ATELIER JANUARY '18
Lullaby by Leïla Slimani (Faber&Faber) - I just finished this French bestseller about a nanny who kills two children she was meant to be taking care of (and no, that is not a spoiler, Slimani reveals this on the first page of the book). Some people have compared it to Gone Girl, but for me this thin book stands by itself for its psychological depth, beautiful use of language (brilliant translation from French to English by Sam Taylor), jumping backwards and forwards, which only increases the already growing tension, and portraying the characters with a great precision. I do not have words for the ending... Just go and read it. You will hate it and love at the same time!

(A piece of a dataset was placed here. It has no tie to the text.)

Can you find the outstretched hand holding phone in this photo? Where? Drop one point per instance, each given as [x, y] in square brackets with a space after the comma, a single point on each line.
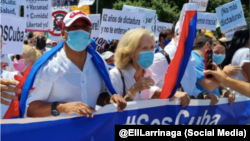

He knows how much they need Louise, but he can't stand her any more. With her doll's body, her irritating habits, she really gets on his nerves. Lullaby
Take Courage: Anne Brontë and the Art of Life by Samantha Ellis (Vintage) - My favourite Brontë was always the youngest one, Anne. So when I found out that Ellis recently published her biography, I couldn't wait to read it. And I definitely wasn't disappointed. Do not expect a boring recreation of Anne's life, but rather Ellis's personal recount of this talented writer's background history, including information on her parents and aunt, dead siblings, beloved sisters and problematic brother. This book has something to offer to every Brontë's lover, no matter which one of the sisters you personally prefer, as Ellis skilfully includes everyone who had impact on Anne's life (I notably enjoyed the chapter exploring the life of the nanny/housekeeper, who showed Anne the beauty of moors!). Someone could argue that Ellis does not always remain impartial (especially when it comes to describing Charlotte). But for me she composed a book that is interesting, enriching, insightful and, most importantly, well written so after finishing it you want to go and re-read all of the Brontë sisters' books from a whole new point of view!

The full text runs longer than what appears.